# A Military Christmas



## comiso90 (Dec 23, 2008)

Merry Christmas to all those troops away from home. Your family, friends and nation deeply appreciate your sacrifice!

.


----------



## Njaco (Dec 23, 2008)

Be safe.


----------



## Airframes (Dec 24, 2008)

I second both. Thanks for everything, and try to enjoy it if you can.


----------



## evangilder (Dec 24, 2008)

comiso90 said:


> Merry Christmas to all those troops away from home. Your family, friends and nation deeply appreciate your sacrifice!
> 
> .



Amen to that, Comiso, and I echo those sentiments. Thank you all for being freedoms guardians and continuing the service that many of us passed along to you. The burdens are sometimes great, and for that, we truly are grateful. 

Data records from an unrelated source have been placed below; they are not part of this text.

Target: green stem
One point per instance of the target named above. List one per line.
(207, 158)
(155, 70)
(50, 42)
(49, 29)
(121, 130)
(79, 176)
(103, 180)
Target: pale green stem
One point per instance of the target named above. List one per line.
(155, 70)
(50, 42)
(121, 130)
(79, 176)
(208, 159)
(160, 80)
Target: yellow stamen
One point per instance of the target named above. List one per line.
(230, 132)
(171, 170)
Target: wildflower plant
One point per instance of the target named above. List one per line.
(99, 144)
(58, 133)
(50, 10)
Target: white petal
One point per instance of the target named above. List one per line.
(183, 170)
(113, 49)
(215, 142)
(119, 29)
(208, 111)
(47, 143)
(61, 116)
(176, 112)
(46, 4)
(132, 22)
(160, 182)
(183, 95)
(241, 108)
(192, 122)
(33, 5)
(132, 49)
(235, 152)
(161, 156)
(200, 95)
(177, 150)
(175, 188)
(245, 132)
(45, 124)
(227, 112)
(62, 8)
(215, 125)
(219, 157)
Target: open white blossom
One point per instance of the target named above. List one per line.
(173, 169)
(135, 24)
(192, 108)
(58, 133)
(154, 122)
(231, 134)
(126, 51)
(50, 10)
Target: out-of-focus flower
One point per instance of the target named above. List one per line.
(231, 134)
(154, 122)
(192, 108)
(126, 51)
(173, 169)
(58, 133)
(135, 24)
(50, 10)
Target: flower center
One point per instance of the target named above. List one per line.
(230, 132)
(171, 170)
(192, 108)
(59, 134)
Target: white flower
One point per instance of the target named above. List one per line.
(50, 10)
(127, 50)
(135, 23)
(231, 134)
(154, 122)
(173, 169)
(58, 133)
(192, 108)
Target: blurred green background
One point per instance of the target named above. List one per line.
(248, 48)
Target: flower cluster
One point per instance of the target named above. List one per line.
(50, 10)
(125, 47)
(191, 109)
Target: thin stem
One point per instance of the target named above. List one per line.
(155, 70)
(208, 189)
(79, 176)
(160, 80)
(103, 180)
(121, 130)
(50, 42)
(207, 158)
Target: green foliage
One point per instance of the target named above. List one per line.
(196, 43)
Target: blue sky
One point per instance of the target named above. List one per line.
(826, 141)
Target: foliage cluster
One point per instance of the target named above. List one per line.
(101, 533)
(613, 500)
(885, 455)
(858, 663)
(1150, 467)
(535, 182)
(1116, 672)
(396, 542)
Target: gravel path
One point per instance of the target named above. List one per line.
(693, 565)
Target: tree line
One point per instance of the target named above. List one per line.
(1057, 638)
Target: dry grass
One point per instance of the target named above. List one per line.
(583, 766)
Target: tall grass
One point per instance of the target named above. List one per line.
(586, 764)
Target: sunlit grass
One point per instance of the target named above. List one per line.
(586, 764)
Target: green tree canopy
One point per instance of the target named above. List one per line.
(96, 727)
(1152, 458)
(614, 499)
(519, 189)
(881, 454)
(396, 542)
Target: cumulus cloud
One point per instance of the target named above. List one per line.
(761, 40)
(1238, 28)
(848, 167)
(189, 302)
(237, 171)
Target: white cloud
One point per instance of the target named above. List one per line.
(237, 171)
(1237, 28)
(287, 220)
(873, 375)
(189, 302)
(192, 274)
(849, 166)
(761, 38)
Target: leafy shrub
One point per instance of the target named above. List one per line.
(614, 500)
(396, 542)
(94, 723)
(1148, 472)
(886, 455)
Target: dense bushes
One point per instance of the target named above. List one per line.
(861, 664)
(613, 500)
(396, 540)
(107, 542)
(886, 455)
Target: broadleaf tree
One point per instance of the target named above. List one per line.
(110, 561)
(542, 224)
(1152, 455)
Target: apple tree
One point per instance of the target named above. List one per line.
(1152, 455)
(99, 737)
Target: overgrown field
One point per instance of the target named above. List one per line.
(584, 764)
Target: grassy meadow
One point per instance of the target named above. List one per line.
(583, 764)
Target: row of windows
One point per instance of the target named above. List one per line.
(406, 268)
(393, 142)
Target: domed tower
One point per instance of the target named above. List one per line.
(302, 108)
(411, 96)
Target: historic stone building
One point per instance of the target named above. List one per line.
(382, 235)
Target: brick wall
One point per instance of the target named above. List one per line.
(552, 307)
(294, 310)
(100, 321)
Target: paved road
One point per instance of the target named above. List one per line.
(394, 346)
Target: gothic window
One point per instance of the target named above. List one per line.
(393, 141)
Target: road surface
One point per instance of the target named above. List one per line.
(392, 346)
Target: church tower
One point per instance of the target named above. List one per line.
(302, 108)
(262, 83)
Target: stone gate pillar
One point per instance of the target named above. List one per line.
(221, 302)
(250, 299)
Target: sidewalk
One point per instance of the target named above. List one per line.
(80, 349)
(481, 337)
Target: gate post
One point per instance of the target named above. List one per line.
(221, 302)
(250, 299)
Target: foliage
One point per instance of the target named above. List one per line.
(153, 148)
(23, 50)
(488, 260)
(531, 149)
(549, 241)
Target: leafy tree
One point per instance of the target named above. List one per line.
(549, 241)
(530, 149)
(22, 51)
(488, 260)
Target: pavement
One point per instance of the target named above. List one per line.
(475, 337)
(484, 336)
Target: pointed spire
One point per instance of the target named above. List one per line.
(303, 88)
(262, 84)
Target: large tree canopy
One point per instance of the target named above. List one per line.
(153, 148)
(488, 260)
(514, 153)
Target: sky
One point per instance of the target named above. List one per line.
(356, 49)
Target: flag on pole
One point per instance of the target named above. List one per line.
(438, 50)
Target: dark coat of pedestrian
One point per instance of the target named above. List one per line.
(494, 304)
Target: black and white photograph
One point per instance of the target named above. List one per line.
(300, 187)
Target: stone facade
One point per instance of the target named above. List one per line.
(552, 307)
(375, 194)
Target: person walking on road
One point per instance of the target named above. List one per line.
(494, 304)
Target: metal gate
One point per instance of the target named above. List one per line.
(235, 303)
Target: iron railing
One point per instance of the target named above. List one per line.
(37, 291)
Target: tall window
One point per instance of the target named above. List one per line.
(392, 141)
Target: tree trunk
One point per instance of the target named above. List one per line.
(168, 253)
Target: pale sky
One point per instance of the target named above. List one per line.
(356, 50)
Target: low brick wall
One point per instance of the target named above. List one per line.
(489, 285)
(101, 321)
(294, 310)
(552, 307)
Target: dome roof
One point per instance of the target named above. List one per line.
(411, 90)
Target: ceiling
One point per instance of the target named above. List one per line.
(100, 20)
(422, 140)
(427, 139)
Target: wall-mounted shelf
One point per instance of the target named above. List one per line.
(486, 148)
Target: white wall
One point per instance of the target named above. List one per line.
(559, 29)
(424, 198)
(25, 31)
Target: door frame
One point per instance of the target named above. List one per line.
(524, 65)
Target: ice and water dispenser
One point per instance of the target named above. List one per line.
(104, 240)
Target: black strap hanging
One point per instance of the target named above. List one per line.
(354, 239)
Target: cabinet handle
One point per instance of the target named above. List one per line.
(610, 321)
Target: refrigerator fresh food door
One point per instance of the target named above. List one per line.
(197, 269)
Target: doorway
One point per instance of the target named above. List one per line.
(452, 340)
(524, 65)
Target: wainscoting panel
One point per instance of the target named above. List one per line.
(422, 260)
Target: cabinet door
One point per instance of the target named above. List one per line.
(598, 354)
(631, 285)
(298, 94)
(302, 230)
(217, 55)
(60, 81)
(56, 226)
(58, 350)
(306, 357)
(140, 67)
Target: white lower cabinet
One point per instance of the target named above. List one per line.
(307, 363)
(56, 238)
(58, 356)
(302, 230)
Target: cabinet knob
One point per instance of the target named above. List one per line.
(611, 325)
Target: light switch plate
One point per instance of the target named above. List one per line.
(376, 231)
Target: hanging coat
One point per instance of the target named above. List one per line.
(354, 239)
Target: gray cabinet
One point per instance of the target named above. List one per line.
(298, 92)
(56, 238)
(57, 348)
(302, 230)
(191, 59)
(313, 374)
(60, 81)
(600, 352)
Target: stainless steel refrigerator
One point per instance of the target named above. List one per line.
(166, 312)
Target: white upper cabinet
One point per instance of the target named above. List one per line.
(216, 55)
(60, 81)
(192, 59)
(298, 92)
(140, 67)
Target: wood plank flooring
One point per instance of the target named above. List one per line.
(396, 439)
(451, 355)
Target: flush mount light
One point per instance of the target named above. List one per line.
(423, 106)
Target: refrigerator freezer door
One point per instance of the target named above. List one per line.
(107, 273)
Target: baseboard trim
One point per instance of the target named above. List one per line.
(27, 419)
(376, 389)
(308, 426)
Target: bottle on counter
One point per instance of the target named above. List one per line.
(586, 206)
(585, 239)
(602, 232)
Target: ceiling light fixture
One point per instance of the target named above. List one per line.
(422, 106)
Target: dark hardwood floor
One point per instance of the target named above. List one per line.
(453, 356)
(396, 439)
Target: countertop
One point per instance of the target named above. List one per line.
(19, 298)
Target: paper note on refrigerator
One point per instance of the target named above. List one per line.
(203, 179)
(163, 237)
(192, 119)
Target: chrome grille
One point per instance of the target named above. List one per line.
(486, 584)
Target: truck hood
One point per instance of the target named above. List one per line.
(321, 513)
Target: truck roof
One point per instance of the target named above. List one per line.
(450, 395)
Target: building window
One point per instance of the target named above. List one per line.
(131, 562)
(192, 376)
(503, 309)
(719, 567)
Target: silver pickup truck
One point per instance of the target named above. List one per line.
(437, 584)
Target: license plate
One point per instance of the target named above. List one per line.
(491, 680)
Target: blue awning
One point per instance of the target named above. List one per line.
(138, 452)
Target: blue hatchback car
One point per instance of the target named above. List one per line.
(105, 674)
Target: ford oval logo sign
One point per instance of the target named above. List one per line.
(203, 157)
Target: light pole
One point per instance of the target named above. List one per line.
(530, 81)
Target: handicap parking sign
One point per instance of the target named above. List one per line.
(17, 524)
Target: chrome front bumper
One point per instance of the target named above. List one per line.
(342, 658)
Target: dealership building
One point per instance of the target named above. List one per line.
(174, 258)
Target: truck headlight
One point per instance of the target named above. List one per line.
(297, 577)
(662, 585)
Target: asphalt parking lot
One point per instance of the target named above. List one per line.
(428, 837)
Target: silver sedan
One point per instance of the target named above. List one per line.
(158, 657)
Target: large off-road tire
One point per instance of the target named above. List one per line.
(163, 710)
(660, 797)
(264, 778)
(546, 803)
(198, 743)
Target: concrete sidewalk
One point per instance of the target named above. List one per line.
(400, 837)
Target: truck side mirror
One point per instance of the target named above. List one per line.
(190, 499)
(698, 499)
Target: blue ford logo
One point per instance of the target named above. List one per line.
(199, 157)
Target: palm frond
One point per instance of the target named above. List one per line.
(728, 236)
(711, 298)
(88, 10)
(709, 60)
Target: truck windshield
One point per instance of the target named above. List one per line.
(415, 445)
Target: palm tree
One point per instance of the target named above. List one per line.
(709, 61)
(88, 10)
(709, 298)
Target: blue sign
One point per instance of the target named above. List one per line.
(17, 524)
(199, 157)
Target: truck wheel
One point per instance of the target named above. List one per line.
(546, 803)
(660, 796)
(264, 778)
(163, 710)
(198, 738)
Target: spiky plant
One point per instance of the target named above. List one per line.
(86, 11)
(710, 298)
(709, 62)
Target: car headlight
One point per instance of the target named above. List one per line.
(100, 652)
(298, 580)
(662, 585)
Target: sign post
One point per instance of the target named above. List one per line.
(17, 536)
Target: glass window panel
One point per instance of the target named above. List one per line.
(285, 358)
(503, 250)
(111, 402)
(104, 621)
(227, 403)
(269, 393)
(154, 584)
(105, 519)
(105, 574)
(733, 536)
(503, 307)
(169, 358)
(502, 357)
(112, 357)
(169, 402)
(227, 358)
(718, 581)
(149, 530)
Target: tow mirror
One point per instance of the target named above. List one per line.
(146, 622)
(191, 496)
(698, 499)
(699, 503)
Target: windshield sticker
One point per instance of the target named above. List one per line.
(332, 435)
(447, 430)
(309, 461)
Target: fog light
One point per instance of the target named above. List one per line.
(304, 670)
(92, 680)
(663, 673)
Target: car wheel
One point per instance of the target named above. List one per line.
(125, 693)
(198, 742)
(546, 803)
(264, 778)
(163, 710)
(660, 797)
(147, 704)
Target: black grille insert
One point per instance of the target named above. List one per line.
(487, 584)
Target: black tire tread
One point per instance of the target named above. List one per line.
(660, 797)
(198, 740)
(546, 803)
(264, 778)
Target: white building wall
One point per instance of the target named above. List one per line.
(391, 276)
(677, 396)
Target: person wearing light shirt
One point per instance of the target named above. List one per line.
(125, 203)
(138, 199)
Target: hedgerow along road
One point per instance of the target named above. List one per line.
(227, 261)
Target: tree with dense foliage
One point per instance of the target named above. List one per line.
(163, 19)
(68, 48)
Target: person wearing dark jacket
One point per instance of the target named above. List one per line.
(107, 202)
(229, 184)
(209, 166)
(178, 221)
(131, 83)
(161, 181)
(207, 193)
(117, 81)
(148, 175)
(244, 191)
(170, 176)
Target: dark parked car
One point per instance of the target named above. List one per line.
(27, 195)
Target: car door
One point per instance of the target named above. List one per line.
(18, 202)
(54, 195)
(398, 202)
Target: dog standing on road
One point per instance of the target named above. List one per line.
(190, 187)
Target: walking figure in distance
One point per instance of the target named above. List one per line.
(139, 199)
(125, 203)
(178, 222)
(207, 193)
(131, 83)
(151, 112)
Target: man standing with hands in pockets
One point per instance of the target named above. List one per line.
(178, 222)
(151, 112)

I wish you hot chow, some cookies from home and knowledge that back home, you are appreciated and thought about. Come home safe.


----------



## 109ROAMING (Dec 24, 2008)

Echoing Njaco's comment ,Be safe guys


----------



## Gnomey (Dec 24, 2008)

Echoing all the comments here. Be safe


----------



## Heinz (Dec 24, 2008)

Truer words couldn't be spoken.


----------



## Wayne Little (Dec 24, 2008)

Merry Christmas to all who serve and those that are away from home...


----------



## Thorlifter (Dec 24, 2008)

Keep your head down, guys.......and thank you for what you do.


----------



## Lucky13 (Dec 24, 2008)

Please stay safe and sound so that you can return home to your families and friends...


----------



## comiso90 (Dec 24, 2008)

I'm 2700 miles away from friends and family and I was throwing myself a Pity Party when I realized, no one is sniping at me, trying to blow me up, no sand storms, I'm not on a ship at sea and a hot woman and cold beer are as close as the nearest bar...

Nope... no more pity party for me! I have it good!

.


----------



## RabidAlien (Dec 24, 2008)

Thank you, one and all!!!


----------